Da queste la V12 Speedster riprende il corpo vettura con posto di guida “a vasca”, ma offre due cockpit, uno per ciascun lato. Si tratta di un effetto ottico: l’abitacolo rimane infatti un unico ambiente come sulle altre granturismo della Casa e i due sedili sono separati tra loro da un elemento di carrozzeria “sospeso” all’altezza della testa. 

Meccanica d'eccellenza 

La V12 Speedster utilizza elementi mutuati sia dalla Vantage che dalla Dbs Superleggera, come il propulsore V12 5.2 biturbo da 700 cavalli e 735 newtonmetri di coppia che, assieme al cambio automatico ZF a 8 rapporti con differenziale a slittamento limitato, permette alla vettura di scattare da 0 a 100 chilometri orari in 3,5 secondi e di raggiungere la velocità massima di 300 chilometri orari.

Lo schema sospensivo è composto da sospensioni indipendenti a doppio braccio oscillante all’anteriore e multilink al posteriore, dotate di ammortizzatori a controllo elettronico regolabili sulle tre posizioni Sport, Sport+ e Track. A corredo troviamo poi un impianto frenante carboceramico con cerchi in alluminio forgiato da 21 pollici con serraggio monodado.

Gli 88 esemplari saranno costruiti su misura secondo le specifiche dei clienti dal reparto “Q by Aston Martin”, che si occupa della personalizzazione delle vetture di Gaydon. L’esemplare utilizzato per la presentazione è frutto di una partnership con l’azienda Boeing e sfoggia una livrea ispirata al cacciabombardiere F/A-18, la cui sagoma stilizzata è presente anche sul battitacco e all’interno dell’abitacolo.

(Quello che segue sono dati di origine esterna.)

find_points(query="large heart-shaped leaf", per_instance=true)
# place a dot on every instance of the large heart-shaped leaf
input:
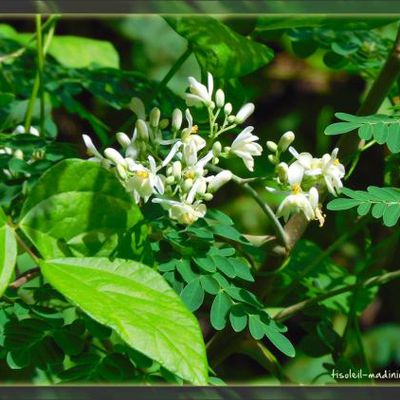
(220, 50)
(78, 208)
(139, 305)
(8, 252)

Le altre senza parabrezza 

Per mettersi in garage uno degli 88 esemplari di V12 Speedster saranno necessarie circa 765mila sterline (885mila euro), con consegne che dovrebbero iniziare nel primo trimestre del 2021. Si tratta dell’ultimo esempio di barchetta in chiave moderna messo a punto da un costruttore, che segue di poche ore la presentazione di un'altra vettura con caratteristiche simili: la concept Bandini Dora realizzata da Giugiaro.

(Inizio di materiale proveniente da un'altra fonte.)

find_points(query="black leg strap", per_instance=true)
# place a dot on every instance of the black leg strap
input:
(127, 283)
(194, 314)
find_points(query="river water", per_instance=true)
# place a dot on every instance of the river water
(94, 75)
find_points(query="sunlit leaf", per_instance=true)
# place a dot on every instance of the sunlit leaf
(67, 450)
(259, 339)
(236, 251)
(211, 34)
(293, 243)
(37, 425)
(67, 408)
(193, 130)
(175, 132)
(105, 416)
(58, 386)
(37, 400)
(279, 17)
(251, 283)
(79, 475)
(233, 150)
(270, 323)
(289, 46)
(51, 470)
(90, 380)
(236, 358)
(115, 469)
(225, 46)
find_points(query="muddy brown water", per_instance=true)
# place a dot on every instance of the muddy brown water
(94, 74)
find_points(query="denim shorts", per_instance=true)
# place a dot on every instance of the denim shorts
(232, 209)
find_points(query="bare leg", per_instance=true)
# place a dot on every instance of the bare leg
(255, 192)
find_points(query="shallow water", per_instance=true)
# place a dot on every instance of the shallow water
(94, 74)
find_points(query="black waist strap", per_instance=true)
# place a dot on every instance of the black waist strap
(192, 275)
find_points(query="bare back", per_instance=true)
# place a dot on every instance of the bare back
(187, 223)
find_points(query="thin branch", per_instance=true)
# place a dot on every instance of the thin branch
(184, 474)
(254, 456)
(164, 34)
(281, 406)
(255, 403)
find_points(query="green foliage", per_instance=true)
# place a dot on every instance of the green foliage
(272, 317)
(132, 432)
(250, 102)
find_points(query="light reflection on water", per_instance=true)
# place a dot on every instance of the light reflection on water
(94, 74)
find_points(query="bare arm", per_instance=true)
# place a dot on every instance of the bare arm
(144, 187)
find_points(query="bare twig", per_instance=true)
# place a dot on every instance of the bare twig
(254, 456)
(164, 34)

Nello stesso filone troviamo poi le Ferrari Monza Sp1 e Sp2, la Mclaren Elva e, seppur con potenze minori, la Lotus 3-Eleven del 2016. L’antesignana di tutte queste vetture può essere però ritrovata in una versione speciale della Mercedes-Benz Slr Mclaren, la Stirling Moss del 2008, dedicata al campione di Formula 1.